Furthermore, Azerbaijan used the agreement to object to Russia’s allowance of Armenian military forces to remain in Karabakh under the guise of security concerns despite their presence being deemed illegal. Azerbaijan also criticized Russian peacekeepers for engaging with the self-proclaimed representatives of Karabakh Armenians in ways that appeared to treat the region as a sovereign or independent entity, an attempt to create a "mini patron state" under Russian influence. Azerbaijan saw these actions as undermining its sovereignty, favoring Russian and local Armenian interests, and a sign that Russia was trying to assert its role as a security provider for the local Armenian population — thereby laying the groundwork for a prolonged Russian presence in Karabakh. Baku intended the 2022 agreement to diplomatically frame and challenge such actions, simplifying the process of classifying them as hostile and demanding their cessation.

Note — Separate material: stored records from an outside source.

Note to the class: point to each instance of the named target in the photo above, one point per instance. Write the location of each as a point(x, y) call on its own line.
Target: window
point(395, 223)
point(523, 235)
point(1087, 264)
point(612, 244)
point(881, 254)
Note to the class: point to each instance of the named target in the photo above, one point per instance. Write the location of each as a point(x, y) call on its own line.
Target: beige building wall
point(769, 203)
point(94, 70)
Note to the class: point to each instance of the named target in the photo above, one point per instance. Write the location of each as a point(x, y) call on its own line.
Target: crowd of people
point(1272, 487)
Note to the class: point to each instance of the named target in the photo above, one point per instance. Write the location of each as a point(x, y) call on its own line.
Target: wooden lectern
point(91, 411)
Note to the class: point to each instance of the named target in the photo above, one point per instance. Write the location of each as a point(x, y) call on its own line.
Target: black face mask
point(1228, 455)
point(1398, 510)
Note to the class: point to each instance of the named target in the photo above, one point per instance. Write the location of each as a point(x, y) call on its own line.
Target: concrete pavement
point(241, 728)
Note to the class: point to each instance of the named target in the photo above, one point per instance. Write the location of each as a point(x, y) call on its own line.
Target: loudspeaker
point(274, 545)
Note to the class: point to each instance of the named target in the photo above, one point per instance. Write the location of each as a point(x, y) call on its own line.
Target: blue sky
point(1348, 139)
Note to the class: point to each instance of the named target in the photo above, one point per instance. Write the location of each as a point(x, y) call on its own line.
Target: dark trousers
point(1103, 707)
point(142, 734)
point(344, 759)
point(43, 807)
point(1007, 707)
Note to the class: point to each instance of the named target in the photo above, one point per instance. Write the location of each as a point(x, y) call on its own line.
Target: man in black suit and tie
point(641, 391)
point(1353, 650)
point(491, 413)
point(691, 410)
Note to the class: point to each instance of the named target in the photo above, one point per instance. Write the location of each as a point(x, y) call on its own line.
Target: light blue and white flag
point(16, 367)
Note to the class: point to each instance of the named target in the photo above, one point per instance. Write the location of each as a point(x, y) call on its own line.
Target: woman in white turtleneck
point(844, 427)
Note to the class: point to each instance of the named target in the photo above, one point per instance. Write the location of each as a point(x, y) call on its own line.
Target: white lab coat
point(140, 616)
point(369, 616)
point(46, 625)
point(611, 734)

At the time, no one anticipated that the war in Ukraine would break out, significantly weakening Russia and shifting the West’s approach to the region. Had these events occurred a year earlier, it isn't easy to imagine Azerbaijan signing such an agreement with Russia.Subsequent discourse has primarily overlooked this nuance. The war in Ukraine altered the calculus, weakening Russia and increasing Azerbaijan’s leverage over Moscow. This shift allowed Baku to begin gradually but firmly pushing Russian forces out of Azerbaijani territory before the end of their first five-year mandate as peacekeepers.

It is also important to note that when each side refers to the relationship as "strategic," it carries different implications. For Baku, the relationship is "strategic" in maintaining direct and reciprocal ties with Moscow while safeguarding Azerbaijan’s core interests, particularly security. Azerbaijan has consistently resisted closer integration with Russia’s security and economic alliances, such as the CSTO or the Eurasian Economic Union. Membership in such partnerships traditionally signified a country's reliance on Moscow. After the Ukraine war, Russia’s definition of "strategic partnership" has become more fluid and minimalistic, focusing primarily on not joining Western sanctions or providing military support to Ukraine.

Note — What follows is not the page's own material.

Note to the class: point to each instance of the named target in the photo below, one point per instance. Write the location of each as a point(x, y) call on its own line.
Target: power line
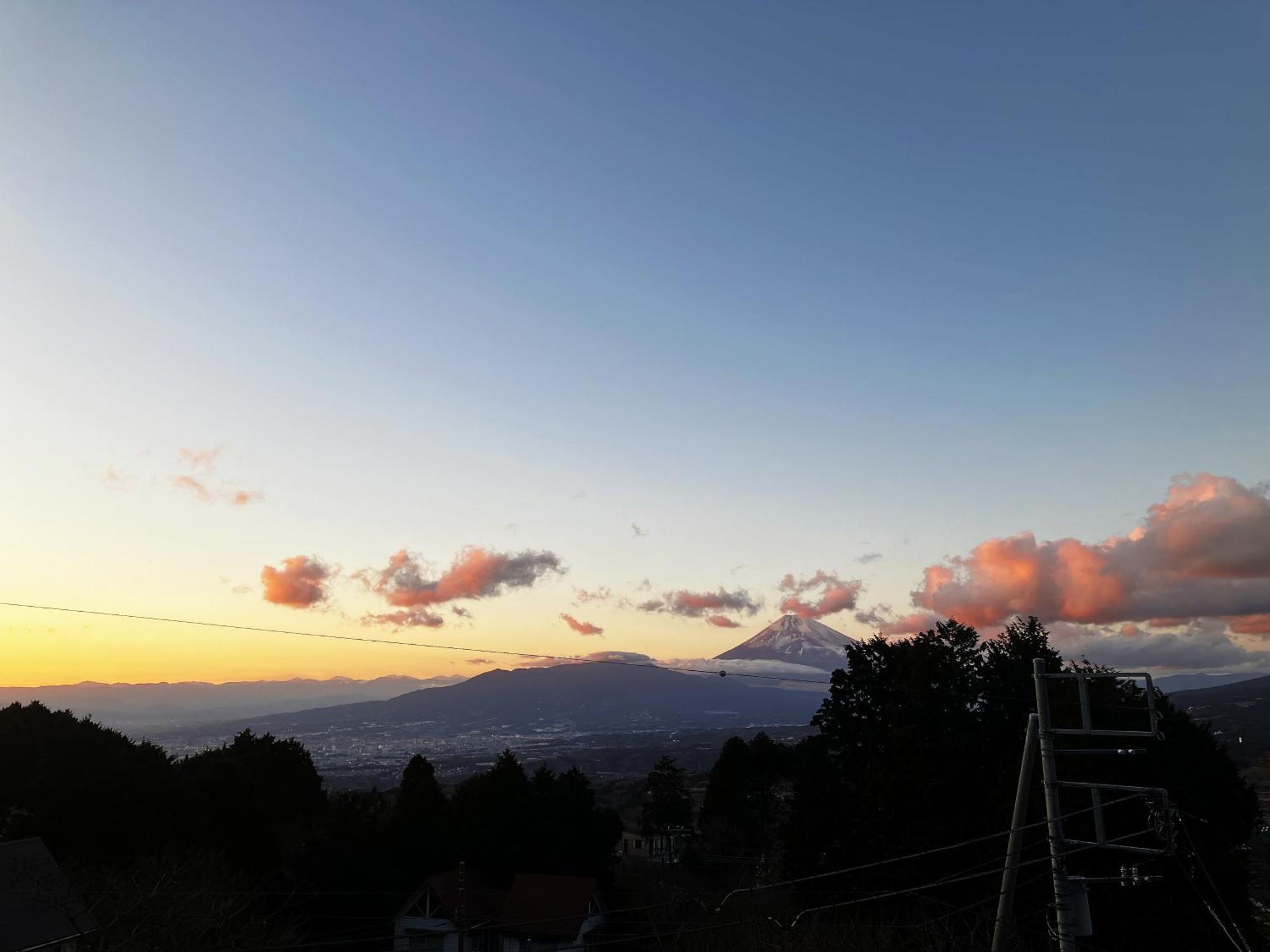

In the West, relations with Russia after the Ukraine war are often oversimplified into binary categories, dividing countries into "Russia’s allies" or "pro-Western" based on how hawkish they are toward Moscow. This approach fails to consider the complex strategies employed by countries in the Caucasus or Central Asia—particularly those bordering Russia—to manage bilateral relations while minimizing the risk of potential hostility from Moscow. Each country has its approach to balancing these risks, with varying levels of success, but the principle remains the same: to protect their independence and core interests.

Azerbaijan’s public perception of Russia as a "strategic partner" defies this taxonomy. Russia is framed in terms of a colonial past and a new national identity following the disintegration of the USSR. Moscow’s actions during key events— such as the First Karabakh War and the subsequent occupation of Azerbaijani territories – have fueled such perceptions. Public dissatisfaction deepened further when Russia deployed its forces as "peacekeepers" in Karabakh. As a result, the idea of Russia as a "strategic partner" does not resonate with the Azerbaijani public.

However, the necessity of maintaining pragmatic relations with a powerful neighbor has led to the widespread perception of Russia as an important country.  Economic ties and trade relations further reinforce this view, as many still see Russia as a key market and partner despite broader geopolitical shifts. Turkey is the faithful “strategic ally” of Azerbaijani public opinion. Other important partners are Israel and Pakistan, which are valued for their actions during the Second Karabakh War. Their military and political support strengthened Azerbaijan's position and contributed significantly to the war’s outcome.